Michael Billington, The Guardian

★★★★

"Townsend’s 1982 bestseller has been turned into a full-scale musical. In extracting a narrative from the book, it inevitably sacrifices some of the deliciously Pooterish detail of its boy-diarist but it is a fresh and funny show from the young songwriting team of Jake Brunger (book and lyrics) and Pippa Cleary (music and lyrics). They clearly have the potential to inject new life into the anaemic British musical."

"The pair have carefully preserved the period of the original: this is the world of Mrs Thatcher, the Charles and Di wedding, Dallas and jokes about spelling mistakes in the Guardian. It is also a time of growing female assertiveness, with both Adrian’s mum and his girlfriend Pandora putting the principles of The Female Eunuch into practice. I couldn’t quite believe that Adrian, in the early '80s, would have used a phrase like "it objectifies women" to spurn a saucy pin-up magazine, but otherwise the show effortlessly recreates a vanished era."

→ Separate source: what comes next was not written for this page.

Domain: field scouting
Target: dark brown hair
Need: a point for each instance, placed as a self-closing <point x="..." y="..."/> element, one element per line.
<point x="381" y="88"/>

"Luke Sheppard’s production is swift, lively and makes good use of an ensemble in which the adults turn, in a second, into blazered or gym-slipped schoolkids. But the show rests heavily on the shoulders of Adrian, whom Benjamin Lewis – one of three boys playing the role – invests with the perfect blend of owlish solemnity and adolescent vulnerability. He also sings and dances very well. Asha Banks is a suitably self-possessed Pandora and among the adults there is striking work from Kelly Price as Adrian’s fugitive mum and John Hopkins as both her posturing lover and a tyrannical headmaster straight out of Dotheboys Hall. As a musical, it has bounce and charm and appealed equally to myself and my 12-year-old advisor."

Dominic Cavendish, The Telegraph

★★★★

"What seals the deal on the show being so much more than a nostalgic museum-piece is that the principals don’t just inhabit the characters, they embody youth on the cusp of change. Tightly drilled performances – no cue missed, no gag dropped – work in tandem with heart-skipping spontaneity so that we’re spared stage-school "showiness"."

"Watching brilliant 14-year-old Benjamin Lewis (one of three Moles) at the opening matinee, blinking in astonishment through super-square spectacles, the sheer freshness of Townsend’s creation hit me anew. Everything seems to be happening to this weedy, would-be "intellectual" kid for the first time, from contending with menaces-demanding bully-boy Barry (Connor Davies) and making precocious pronouncements of age-limited perspicacity ("Just my luck to have an assertive mother") to trembling with ill-disguised desire for posh, proto-feminist Pandora (Asha Banks, 13, the perfect mix of poise, aloofness and vitality)."

The Secret Diary of Adrian Mole Aged 13 ¾ runs at the Menier Chocolate Factory until 9 September.